Le « catastrophique » déclin mondial des populations de poissons migrateurs d’eau douce est dû aux barrages, aux détournements des cours d’eau, à la pollution et aux changements climatiques qui menacent les écosystèmes, avertissent les chercheurs.

Un saumon remontant une rivière pour pondre des œufs. En Europe, on estime qu’il y a environ 1,2 million de barrages le long des rivières qui peuvent empêcher l’achèvement de ce cycle de vie / Crédit : Gingerbreadmedia/Pixabay.
Les populations de poissons migrateurs d’eau douce ont diminué de plus de 80% depuis 1970, en particulier en Amérique du Sud et dans les Caraïbes, où l’abondance de ces espèces a diminué de 91% au cours des 50 dernières années, et en Europe, où une baisse de 75% est enregistrée. C’est ce qui ressort de la dernière mise à jour de l’Indice Planète Vivante (LPI) pour les espèces de poissons migrateurs d’eau douce, qui confirme le déclin mondial « catastrophique » des populations de poissons migrateurs.
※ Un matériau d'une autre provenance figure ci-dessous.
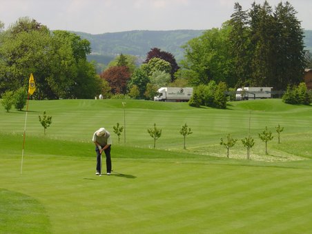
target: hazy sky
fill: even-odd
[[[280,0],[269,0],[275,7]],[[282,1],[283,3],[285,1]],[[0,0],[5,29],[28,17],[50,30],[101,34],[134,30],[206,30],[220,28],[233,12],[253,0]],[[255,0],[262,4],[264,0]],[[312,0],[290,0],[302,27],[312,30]]]

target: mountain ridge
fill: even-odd
[[[71,32],[90,42],[92,53],[88,56],[88,60],[108,64],[121,53],[137,56],[141,61],[145,60],[146,54],[155,47],[173,54],[177,61],[181,61],[184,58],[184,50],[181,46],[205,31],[206,30],[146,30],[96,35]],[[304,33],[305,49],[312,52],[312,30],[304,30]]]

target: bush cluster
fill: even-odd
[[[208,85],[200,84],[194,90],[188,105],[194,107],[200,106],[217,108],[226,108],[226,84],[220,82],[217,85],[215,81],[211,81]]]
[[[2,99],[0,103],[4,107],[6,112],[9,112],[14,105],[18,110],[21,110],[26,104],[27,90],[25,88],[21,87],[15,91],[6,90],[1,96]]]
[[[289,104],[309,105],[312,100],[312,93],[308,91],[306,84],[302,82],[298,86],[289,86],[282,100]]]

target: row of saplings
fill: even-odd
[[[52,123],[52,117],[47,116],[46,115],[46,111],[43,112],[43,116],[41,117],[39,116],[39,121],[44,128],[44,134],[46,134],[46,129],[50,126]],[[124,127],[119,125],[119,123],[117,123],[117,126],[113,126],[114,133],[118,136],[118,142],[120,142],[120,135],[124,130]],[[277,133],[278,144],[280,143],[280,133],[284,130],[284,127],[281,127],[280,124],[278,126],[275,127],[276,133]],[[151,137],[154,139],[154,148],[156,147],[156,140],[162,136],[162,129],[156,126],[156,124],[154,124],[154,127],[148,128],[147,132],[150,135]],[[193,132],[191,130],[191,128],[188,128],[186,124],[179,130],[179,133],[184,137],[184,148],[186,149],[185,142],[186,138],[188,135],[192,134]],[[262,133],[259,133],[259,137],[261,140],[265,142],[266,146],[266,154],[268,154],[267,146],[268,142],[273,139],[272,135],[272,132],[268,130],[266,126],[264,130]],[[231,134],[226,136],[226,139],[221,138],[220,145],[224,146],[226,148],[226,157],[228,158],[230,148],[234,146],[236,144],[237,139],[233,138]],[[247,159],[250,159],[250,150],[251,148],[255,145],[255,140],[250,135],[248,137],[242,139],[242,143],[244,146],[247,149]]]
[[[120,126],[119,123],[117,123],[116,126],[113,126],[114,133],[116,133],[118,136],[118,142],[120,141],[120,135],[121,134],[124,127]],[[278,126],[275,127],[276,133],[277,133],[278,137],[278,144],[280,143],[280,133],[284,130],[284,127],[281,127],[280,124]],[[156,147],[156,140],[162,136],[162,129],[159,128],[156,126],[156,124],[154,124],[154,127],[148,128],[147,132],[149,133],[151,137],[154,139],[154,148]],[[191,130],[191,128],[188,128],[186,124],[184,124],[184,126],[179,130],[179,133],[184,137],[184,148],[186,149],[185,146],[185,140],[186,137],[188,135],[192,134],[193,132]],[[273,136],[272,135],[272,132],[268,129],[266,126],[264,130],[260,133],[259,133],[259,137],[260,139],[265,142],[266,146],[266,154],[268,154],[267,146],[268,142],[271,141],[273,139]],[[220,139],[220,145],[224,146],[226,148],[226,157],[228,158],[228,153],[230,148],[235,146],[237,139],[233,138],[231,134],[228,134],[226,136],[226,139],[223,139],[221,138]],[[247,149],[247,159],[250,159],[250,150],[251,148],[255,145],[255,140],[250,135],[248,137],[245,137],[242,139],[242,143],[244,146]]]

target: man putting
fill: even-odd
[[[112,161],[110,159],[110,146],[112,139],[110,133],[101,128],[93,134],[92,141],[95,144],[95,152],[97,152],[97,173],[95,175],[100,175],[101,173],[101,154],[103,151],[106,157],[106,174],[110,175],[112,170]]]

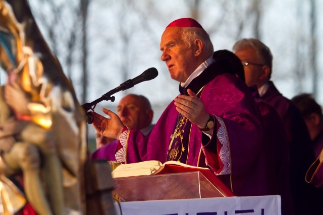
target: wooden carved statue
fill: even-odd
[[[0,0],[0,211],[84,214],[84,113],[26,0]]]

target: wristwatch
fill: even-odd
[[[207,122],[206,122],[205,127],[203,128],[199,128],[200,130],[201,131],[207,131],[211,130],[211,129],[213,129],[213,128],[214,127],[214,121],[213,121],[213,120],[214,119],[213,118],[213,116],[210,114],[210,117],[208,118]]]

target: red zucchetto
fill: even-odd
[[[191,18],[181,18],[172,22],[167,26],[169,27],[194,27],[203,29],[202,26],[195,20]]]

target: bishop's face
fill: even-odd
[[[185,82],[194,71],[195,64],[194,45],[189,47],[182,39],[182,28],[167,28],[162,36],[160,59],[165,62],[172,79]]]

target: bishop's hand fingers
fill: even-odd
[[[187,92],[189,96],[180,95],[175,99],[176,110],[193,123],[202,127],[205,125],[205,118],[206,120],[208,119],[208,113],[196,94],[190,89]]]

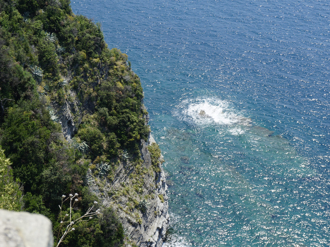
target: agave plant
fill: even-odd
[[[46,39],[50,41],[52,43],[55,43],[57,40],[56,35],[54,33],[51,34],[50,33],[46,33]]]
[[[69,84],[70,81],[70,79],[69,78],[67,77],[65,77],[63,79],[63,81],[60,81],[58,83],[58,85],[59,85],[60,87],[63,87],[65,86],[67,86]]]
[[[86,178],[86,181],[87,181],[87,184],[89,186],[91,186],[94,184],[93,182],[93,179],[90,177]]]
[[[25,11],[25,12],[24,12],[24,14],[23,14],[23,19],[24,22],[27,20],[28,18],[29,18],[29,16],[30,16],[29,12],[28,11]]]
[[[56,51],[60,53],[62,53],[65,51],[65,49],[61,46],[58,46],[56,48]]]
[[[96,169],[99,171],[97,176],[99,178],[105,176],[110,168],[109,163],[107,162],[103,163],[102,161],[101,163],[97,164],[96,167]]]
[[[47,109],[49,112],[49,115],[50,115],[50,119],[54,122],[57,122],[59,120],[59,119],[57,116],[55,114],[55,111],[51,108],[50,106],[48,106],[47,108]]]
[[[148,209],[148,208],[150,206],[150,203],[145,199],[144,199],[139,203],[138,205],[138,207],[143,212],[145,212]]]
[[[44,90],[46,92],[49,91],[49,87],[47,85],[45,85],[44,86]]]
[[[73,148],[77,149],[83,153],[85,153],[89,148],[87,143],[84,141],[79,143],[75,141],[73,141],[71,142],[70,145]]]
[[[124,159],[125,160],[125,161],[127,162],[129,159],[129,156],[128,156],[128,153],[125,151],[123,152],[123,154],[121,155],[121,159]]]
[[[41,81],[44,76],[44,70],[36,65],[30,65],[30,68],[31,70],[31,73],[32,73],[33,78],[38,82]]]

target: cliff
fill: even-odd
[[[68,0],[0,0],[0,149],[11,164],[4,170],[23,187],[13,193],[23,192],[23,210],[51,220],[55,235],[70,210],[59,210],[62,194],[79,194],[75,217],[94,200],[102,205],[62,246],[159,246],[164,239],[162,157],[127,58]]]

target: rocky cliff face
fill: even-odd
[[[73,136],[81,121],[82,108],[79,105],[78,102],[66,101],[64,105],[57,108],[67,141]],[[147,116],[146,124],[148,120]],[[103,206],[116,211],[130,240],[127,243],[129,245],[134,243],[141,247],[160,247],[168,227],[167,186],[161,167],[162,157],[158,164],[160,171],[155,171],[148,149],[153,143],[155,143],[154,139],[150,134],[147,142],[142,140],[141,162],[136,164],[129,158],[122,159],[111,179],[95,177],[90,169],[87,175],[86,184]],[[146,206],[139,209],[144,200]]]
[[[143,175],[139,174],[142,176],[140,178],[143,181],[140,188],[142,193],[139,196],[136,194],[135,196],[134,193],[126,189],[134,187],[134,179],[132,179],[134,176],[132,174],[136,174],[136,170],[139,168],[128,168],[129,163],[125,162],[119,165],[112,182],[102,184],[94,180],[90,184],[91,189],[101,199],[104,206],[117,210],[127,236],[141,247],[161,246],[165,239],[169,220],[165,174],[160,162],[160,172],[153,171],[148,150],[148,146],[154,142],[151,135],[148,142],[142,141],[142,167],[148,171]],[[88,175],[91,178],[90,171]],[[141,201],[142,198],[147,198],[145,211],[133,208],[132,204],[134,205],[135,200],[140,199]]]

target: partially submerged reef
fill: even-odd
[[[56,240],[62,195],[77,193],[75,217],[94,201],[102,213],[61,246],[161,246],[162,156],[127,55],[68,0],[0,0],[0,186],[16,196],[0,207],[46,215]]]

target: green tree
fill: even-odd
[[[14,179],[11,165],[0,147],[0,208],[19,211],[23,207],[23,193]]]

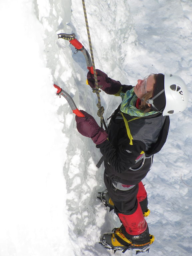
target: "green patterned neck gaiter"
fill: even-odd
[[[127,91],[125,93],[121,93],[120,96],[122,99],[121,104],[121,111],[123,113],[128,114],[131,116],[142,117],[153,115],[158,113],[153,110],[145,113],[143,110],[138,109],[135,106],[136,101],[138,99],[134,92],[134,88]]]

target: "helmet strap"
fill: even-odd
[[[153,104],[154,102],[154,100],[155,99],[156,99],[156,98],[157,98],[159,96],[159,95],[161,94],[163,92],[164,92],[165,91],[164,89],[163,89],[162,91],[161,91],[160,92],[159,92],[158,93],[157,93],[157,94],[156,94],[155,96],[154,96],[154,97],[153,97],[151,99],[149,99],[147,100],[146,102],[146,103],[147,103],[147,104],[151,104],[152,105],[153,108],[154,108],[157,111],[160,111],[161,112],[160,110],[159,110],[157,108],[155,107],[155,105]]]

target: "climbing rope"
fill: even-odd
[[[99,90],[99,88],[97,82],[97,74],[96,70],[95,70],[95,62],[94,61],[94,57],[93,56],[93,48],[92,48],[92,44],[91,40],[91,36],[89,32],[89,24],[88,24],[88,20],[87,19],[87,12],[86,11],[86,8],[85,7],[85,0],[82,0],[82,3],[83,4],[83,11],[84,12],[84,16],[85,16],[85,24],[86,24],[86,27],[87,28],[87,35],[88,36],[88,39],[89,40],[89,48],[90,48],[90,51],[91,52],[91,57],[92,61],[92,64],[93,65],[93,74],[94,75],[94,78],[95,82],[96,88],[93,88],[93,92],[96,93],[97,98],[98,98],[98,103],[97,104],[97,106],[99,108],[99,110],[97,111],[97,115],[100,117],[101,119],[101,127],[102,128],[103,127],[103,124],[104,125],[105,128],[107,129],[107,126],[105,124],[104,118],[103,118],[103,114],[104,113],[104,109],[103,107],[101,106],[101,98],[99,93],[101,92],[101,90]]]

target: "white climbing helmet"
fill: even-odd
[[[178,76],[165,74],[166,104],[163,116],[170,116],[183,111],[187,107],[188,92],[183,80]]]

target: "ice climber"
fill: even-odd
[[[79,132],[92,139],[104,158],[107,190],[101,192],[101,199],[114,209],[122,223],[102,235],[101,242],[114,250],[142,250],[154,240],[144,217],[149,211],[142,180],[151,167],[154,154],[165,142],[169,116],[186,108],[187,90],[179,77],[171,74],[151,74],[138,80],[133,87],[96,71],[100,88],[122,99],[106,131],[83,110],[85,117],[76,117]],[[95,87],[93,75],[89,72],[87,79],[91,87]]]

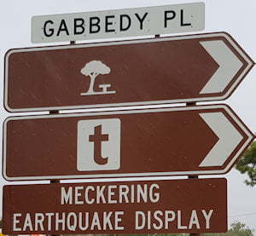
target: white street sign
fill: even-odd
[[[33,16],[32,42],[50,43],[202,31],[205,4]]]

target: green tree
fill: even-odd
[[[241,174],[247,174],[249,180],[245,181],[247,185],[251,187],[256,185],[256,141],[253,141],[245,152],[236,168]]]
[[[253,236],[253,230],[250,229],[246,224],[241,222],[234,222],[229,230],[230,235],[237,236]]]

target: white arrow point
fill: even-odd
[[[200,94],[222,92],[242,66],[241,61],[222,40],[200,42],[219,67]]]
[[[199,115],[218,137],[217,143],[199,166],[221,166],[243,137],[222,112],[200,113]]]

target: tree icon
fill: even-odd
[[[90,78],[90,87],[86,93],[81,94],[81,95],[102,95],[102,94],[114,94],[115,91],[108,91],[110,84],[101,84],[100,88],[102,89],[102,92],[95,92],[93,90],[95,79],[99,75],[105,75],[110,73],[110,68],[102,63],[101,60],[91,60],[85,64],[85,66],[81,69],[81,73],[84,76],[89,76]]]

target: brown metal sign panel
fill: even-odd
[[[9,185],[3,233],[160,233],[227,231],[221,179]]]
[[[224,105],[11,117],[9,181],[222,174],[254,135]]]
[[[224,32],[11,49],[9,112],[226,99],[253,65]]]

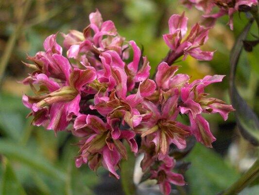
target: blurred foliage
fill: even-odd
[[[22,14],[20,8],[23,1],[10,0],[0,2],[1,55]],[[71,29],[82,31],[88,23],[88,14],[95,8],[99,9],[104,20],[114,21],[120,34],[127,40],[134,39],[138,45],[142,45],[144,55],[148,56],[152,66],[152,74],[169,50],[161,36],[168,31],[167,21],[170,16],[185,11],[190,18],[190,30],[201,15],[195,9],[188,10],[176,0],[33,0],[0,86],[1,194],[94,194],[94,188],[100,183],[100,177],[90,171],[87,166],[75,168],[74,156],[77,154],[78,148],[71,144],[76,143],[77,140],[66,132],[59,133],[55,137],[52,131],[31,126],[31,119],[25,118],[29,111],[21,101],[22,94],[29,93],[30,90],[17,81],[31,71],[21,62],[26,61],[26,53],[34,56],[42,50],[44,39],[51,34],[66,33]],[[211,29],[210,39],[204,46],[208,50],[216,50],[211,61],[200,62],[188,57],[185,61],[176,63],[182,66],[179,72],[191,75],[192,79],[207,74],[226,75],[222,83],[210,86],[207,92],[228,102],[230,51],[247,19],[242,13],[239,16],[236,14],[234,21],[234,31],[225,25],[227,17],[221,19]],[[252,27],[252,31],[256,32],[255,26]],[[252,37],[251,35],[249,36]],[[62,43],[61,35],[58,41]],[[259,77],[259,56],[257,54],[259,50],[258,46],[253,53],[242,54],[237,73],[239,91],[254,107],[257,114],[259,104],[256,103],[258,101],[259,92],[257,85],[255,86],[253,83]],[[255,78],[249,76],[251,72],[256,75],[254,81],[252,79]],[[250,87],[247,88],[247,86]],[[218,140],[213,145],[214,150],[196,144],[186,159],[192,163],[186,176],[188,194],[219,193],[240,176],[239,163],[241,159],[258,156],[257,149],[242,140],[236,131],[233,116],[231,114],[226,122],[219,116],[207,116]],[[237,156],[234,156],[237,160],[230,164],[228,160],[231,160],[232,157],[231,154],[227,155],[227,149],[232,145],[238,145],[238,152]],[[256,192],[258,187],[254,185],[241,194],[259,194]],[[109,192],[107,193],[110,194]]]

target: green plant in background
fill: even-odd
[[[135,39],[139,45],[140,43],[143,45],[143,53],[150,56],[149,58],[150,64],[155,65],[163,58],[164,57],[163,54],[166,53],[168,51],[166,45],[163,43],[162,39],[159,37],[161,34],[167,32],[164,29],[167,27],[167,24],[166,22],[163,23],[161,21],[165,20],[166,21],[173,13],[179,13],[183,10],[186,10],[183,6],[176,7],[175,5],[179,5],[178,2],[175,2],[176,1],[172,1],[129,0],[124,2],[118,0],[115,1],[115,2],[111,5],[110,3],[105,1],[98,2],[95,1],[92,2],[79,1],[72,5],[69,6],[68,5],[69,5],[69,2],[64,1],[58,6],[51,1],[46,2],[39,1],[39,2],[32,1],[33,7],[36,7],[36,9],[39,11],[36,14],[38,15],[34,12],[30,13],[27,16],[29,19],[25,19],[25,22],[22,22],[24,23],[24,28],[23,29],[25,29],[25,31],[21,34],[18,34],[18,36],[20,37],[19,39],[17,39],[18,40],[17,44],[14,45],[17,46],[13,47],[15,52],[13,54],[11,52],[11,55],[10,53],[7,55],[11,56],[11,58],[10,58],[9,64],[7,63],[8,60],[6,62],[9,66],[6,72],[7,77],[3,78],[3,79],[2,80],[3,84],[0,97],[1,107],[0,125],[0,134],[2,136],[1,141],[2,140],[2,144],[0,147],[0,153],[5,156],[2,158],[2,161],[3,168],[1,172],[2,192],[4,192],[5,190],[4,189],[13,189],[14,190],[18,190],[20,194],[25,192],[27,194],[37,193],[37,194],[88,195],[93,193],[92,190],[94,186],[100,182],[100,176],[96,176],[94,173],[90,172],[86,167],[80,168],[79,170],[74,167],[74,158],[72,156],[74,156],[73,154],[76,153],[77,147],[70,145],[69,143],[72,144],[76,143],[77,141],[76,139],[68,136],[63,132],[58,133],[57,138],[55,138],[53,132],[45,132],[43,129],[39,129],[40,128],[31,126],[30,121],[24,119],[24,117],[28,112],[20,103],[20,98],[17,95],[14,96],[13,92],[12,92],[13,93],[12,95],[10,93],[11,91],[9,89],[13,89],[14,86],[17,85],[16,84],[12,85],[10,80],[12,81],[14,80],[21,80],[20,72],[18,74],[16,73],[15,71],[12,70],[14,67],[16,67],[13,64],[15,64],[16,63],[20,66],[20,64],[18,62],[17,62],[18,60],[16,61],[14,60],[14,58],[12,57],[14,57],[14,55],[15,57],[18,56],[18,59],[24,61],[24,51],[27,51],[29,54],[34,55],[36,51],[41,49],[40,45],[45,37],[47,37],[47,35],[60,29],[61,31],[65,32],[70,28],[81,29],[82,27],[84,26],[86,23],[85,16],[94,10],[95,7],[98,7],[102,11],[105,19],[111,19],[116,24],[119,24],[117,27],[121,35],[127,37],[128,39]],[[22,5],[26,6],[25,4]],[[2,5],[2,8],[5,6],[6,5]],[[68,7],[69,7],[69,9]],[[46,9],[49,7],[52,8],[50,11],[48,11],[48,9]],[[60,14],[64,9],[66,9],[68,14],[66,17],[61,17]],[[106,11],[104,11],[104,10]],[[78,13],[79,11],[86,13],[82,14],[84,15],[83,17],[80,14],[82,18],[73,18],[73,16],[76,16],[75,13]],[[110,16],[110,13],[114,12],[118,14]],[[118,17],[119,15],[121,17]],[[196,17],[197,18],[198,13],[195,12],[192,9],[191,11],[187,11],[186,15],[188,16],[195,15],[197,16]],[[47,16],[48,17],[46,18],[45,17]],[[222,19],[223,23],[225,22],[225,19]],[[194,23],[197,20],[193,19],[192,21],[190,20],[190,22]],[[242,20],[246,19],[242,17]],[[234,20],[235,33],[242,28],[244,25],[241,24],[241,22],[239,23],[239,20],[238,16],[237,15],[235,16]],[[72,21],[76,22],[73,22]],[[9,25],[9,29],[12,29],[14,26],[13,23],[10,22],[10,24],[8,23],[4,24],[6,26],[2,29],[6,30],[5,32],[2,32],[1,33],[7,35],[8,37],[9,33],[12,32],[12,30],[9,30],[8,31],[7,30],[8,28],[5,27]],[[212,74],[213,72],[226,74],[229,71],[229,66],[227,63],[229,50],[227,48],[226,49],[225,45],[224,45],[224,41],[225,40],[224,39],[224,38],[221,39],[222,38],[220,37],[220,34],[219,35],[217,32],[217,28],[222,28],[224,29],[225,34],[229,35],[228,40],[231,39],[234,40],[234,37],[232,33],[224,25],[220,24],[217,24],[217,25],[216,27],[211,31],[211,33],[213,36],[212,37],[211,35],[210,38],[213,39],[211,41],[209,40],[207,45],[206,46],[208,47],[208,46],[210,46],[210,50],[216,49],[218,50],[216,52],[213,60],[209,62],[198,63],[195,59],[188,58],[185,61],[177,63],[182,66],[181,69],[182,72],[186,72],[191,75],[193,76],[192,79],[200,78],[206,74]],[[41,30],[42,29],[44,30]],[[251,32],[255,32],[255,30],[256,27],[252,26]],[[256,39],[253,38],[251,35],[249,36],[249,39],[251,39],[252,40]],[[28,43],[32,43],[31,44],[33,46],[30,47],[29,45],[28,47]],[[231,44],[231,41],[230,43]],[[221,45],[222,47],[222,45],[223,46],[220,49]],[[231,47],[231,45],[227,45],[227,47],[229,49]],[[247,56],[248,59],[252,65],[252,70],[251,71],[247,71],[247,68],[243,67],[243,64],[247,64],[248,60],[247,58],[245,58],[246,56],[242,54],[240,59],[241,67],[238,68],[241,70],[238,69],[237,72],[237,77],[243,78],[243,80],[246,81],[249,81],[246,78],[249,78],[250,72],[254,75],[251,77],[254,78],[250,79],[252,81],[249,83],[249,86],[250,87],[249,88],[248,93],[245,93],[245,94],[247,94],[247,96],[242,96],[244,93],[242,92],[245,91],[244,89],[239,88],[239,91],[241,92],[241,94],[242,97],[248,100],[249,105],[254,107],[256,113],[258,113],[258,105],[256,103],[254,103],[253,105],[250,104],[250,103],[252,102],[251,100],[255,99],[257,96],[256,84],[255,86],[253,84],[257,82],[255,82],[255,78],[256,80],[258,78],[257,66],[255,65],[256,63],[255,62],[256,62],[256,59],[255,59],[257,58],[257,55],[255,55],[255,53],[256,53],[257,49],[257,47],[254,47],[253,52]],[[21,65],[20,66],[21,66]],[[152,68],[153,73],[155,68],[155,67],[152,67]],[[27,69],[23,70],[22,72],[25,73]],[[12,78],[14,77],[16,77],[17,78]],[[237,82],[240,84],[239,83],[238,80]],[[27,88],[23,89],[24,92],[28,91]],[[224,89],[224,93],[221,95],[217,95],[216,92],[219,89],[222,91]],[[212,87],[209,89],[210,93],[216,94],[214,96],[221,97],[223,99],[227,99],[226,98],[227,92],[227,82],[224,82],[219,86]],[[181,119],[184,121],[185,118],[184,116],[183,117],[183,118]],[[222,125],[225,123],[223,123],[219,117],[209,116],[207,119],[212,124],[212,128],[214,130],[214,132],[216,132],[217,137],[220,134],[224,135],[223,131],[223,132],[219,131],[218,125],[219,124],[220,125]],[[230,116],[230,122],[231,121],[234,121],[233,115]],[[253,129],[249,127],[247,128],[247,127],[244,127],[243,125],[242,127],[245,129]],[[256,131],[255,132],[256,134]],[[252,134],[254,135],[253,133]],[[245,145],[247,146],[248,144],[246,143]],[[20,152],[21,151],[24,152]],[[6,158],[7,160],[5,159]],[[68,159],[70,160],[68,160]],[[200,145],[196,144],[194,149],[190,151],[190,155],[185,159],[191,162],[192,164],[185,176],[189,185],[187,186],[187,188],[178,189],[178,191],[182,192],[182,193],[197,195],[216,194],[228,188],[240,176],[240,173],[239,173],[238,170],[234,168],[233,165],[226,163],[225,159],[223,159],[222,156],[215,154],[214,151],[207,150]],[[199,163],[200,159],[203,162],[207,162],[207,165],[205,164],[204,166],[202,166]],[[256,164],[255,165],[256,165]],[[130,166],[130,165],[128,165],[126,164],[125,165],[121,165],[122,167],[123,166],[124,167]],[[132,166],[131,165],[131,167]],[[203,172],[204,169],[206,169],[206,171]],[[14,171],[12,171],[12,169]],[[220,170],[224,171],[219,172],[218,170]],[[122,170],[121,175],[124,178],[125,177],[122,176],[123,174],[124,176],[125,175],[127,176],[128,175],[127,173],[131,173],[131,171],[124,169],[125,172],[123,174],[123,168]],[[180,170],[179,171],[180,172]],[[201,174],[201,172],[202,172],[202,174]],[[17,178],[15,179],[15,177]],[[78,179],[78,178],[80,178],[81,179]],[[94,179],[93,179],[94,178]],[[17,181],[16,182],[18,183],[21,183],[21,185],[18,184],[17,186],[19,187],[16,188],[16,189],[8,187],[8,179],[10,179],[10,178],[13,179],[14,181]],[[130,178],[127,179],[126,177],[125,179],[126,181],[132,180]],[[124,179],[122,178],[122,181],[122,181],[122,184],[125,186],[125,181]],[[124,182],[124,184],[123,182]],[[127,184],[126,186],[132,186],[132,184],[129,183],[128,181],[126,181],[126,184]],[[256,184],[256,182],[254,182],[252,184],[251,191],[256,190],[256,187],[255,186]],[[199,188],[199,186],[200,185],[204,187]],[[21,190],[21,187],[23,187],[24,190]],[[183,189],[183,191],[182,190]],[[185,190],[187,191],[185,192]],[[246,191],[244,191],[242,193],[245,193],[245,192],[249,192],[249,189],[247,189]],[[127,190],[126,190],[126,192],[127,191]],[[16,192],[14,193],[14,194],[16,194]],[[132,194],[132,192],[129,193],[128,194]],[[231,193],[229,193],[231,194]],[[99,194],[98,192],[97,194]]]

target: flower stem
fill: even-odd
[[[12,52],[15,46],[15,43],[19,35],[20,34],[20,31],[22,27],[22,25],[24,21],[25,17],[28,13],[29,8],[32,3],[31,0],[27,0],[25,2],[23,7],[23,11],[22,16],[20,18],[15,30],[8,39],[4,52],[0,60],[0,83],[2,81],[3,78],[3,75],[7,66],[9,60],[11,57]]]
[[[221,195],[236,195],[259,176],[259,159],[235,183]]]
[[[256,20],[258,28],[258,35],[259,36],[259,9],[258,6],[254,6],[251,7],[250,13]]]
[[[121,177],[122,189],[125,195],[135,195],[136,186],[133,182],[133,175],[135,166],[135,156],[126,146],[128,158],[122,160],[121,164]]]

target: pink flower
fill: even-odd
[[[89,56],[88,58],[93,55],[99,56],[106,50],[113,50],[122,56],[122,50],[127,46],[123,46],[125,39],[118,35],[114,23],[111,20],[104,22],[98,10],[90,14],[89,20],[90,24],[83,33],[72,30],[67,35],[63,34],[64,45],[69,49],[68,57],[78,59],[80,53],[86,53]],[[106,37],[104,38],[104,36]]]
[[[134,88],[136,83],[143,81],[148,78],[151,67],[146,57],[143,57],[142,64],[139,64],[141,58],[141,51],[134,41],[131,40],[129,42],[134,53],[133,60],[125,67],[128,77],[128,91],[130,91]],[[141,65],[140,68],[139,65]]]
[[[205,0],[189,2],[210,10]],[[173,15],[170,34],[164,35],[171,51],[152,80],[147,58],[142,56],[134,41],[129,41],[133,51],[129,62],[125,60],[128,45],[123,44],[124,39],[118,35],[113,22],[104,21],[98,10],[89,18],[90,24],[83,33],[71,30],[63,34],[67,58],[56,41],[56,35],[46,39],[44,51],[28,57],[33,63],[25,64],[34,71],[23,82],[35,94],[23,96],[23,104],[31,110],[28,116],[33,117],[33,124],[55,133],[71,124],[68,132],[81,137],[76,166],[87,163],[94,171],[103,166],[118,179],[120,163],[127,159],[127,142],[134,153],[144,153],[143,171],[150,172],[150,178],[156,179],[161,191],[169,195],[171,184],[185,184],[182,175],[172,172],[175,161],[169,156],[170,146],[184,149],[186,137],[194,136],[211,147],[216,138],[202,114],[218,113],[226,120],[234,110],[205,92],[207,86],[221,82],[224,76],[207,76],[190,83],[189,76],[176,74],[178,66],[168,65],[183,55],[184,59],[188,55],[211,59],[213,52],[200,49],[207,39],[208,29],[196,24],[183,39],[188,19],[184,14]],[[189,117],[190,126],[178,121],[181,114]],[[136,134],[141,136],[139,150]]]
[[[169,19],[170,34],[163,36],[165,42],[172,50],[165,60],[169,64],[182,55],[184,59],[188,55],[201,60],[210,60],[212,58],[213,52],[204,52],[200,49],[207,39],[209,28],[204,28],[196,23],[189,35],[182,40],[187,31],[187,21],[184,13],[181,16],[173,15]]]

“C’est une alarme assourdissante pour la planète” – avertit Herman Wanningen, fondateur de la Fondation Mondiale pour la Migration des Poissons, l’une des organisations impliquées dans l’étude –. “Nous devons agir maintenant pour sauvegarder ces espèces essentielles et leurs rivières”. Selon l’Union Internationale pour la Conservation de la Nature (UICN), un quart des espèces de poissons d’eau douce sont en voie d’extinction, avec une menace disproportionnée sur les poissons migrateurs.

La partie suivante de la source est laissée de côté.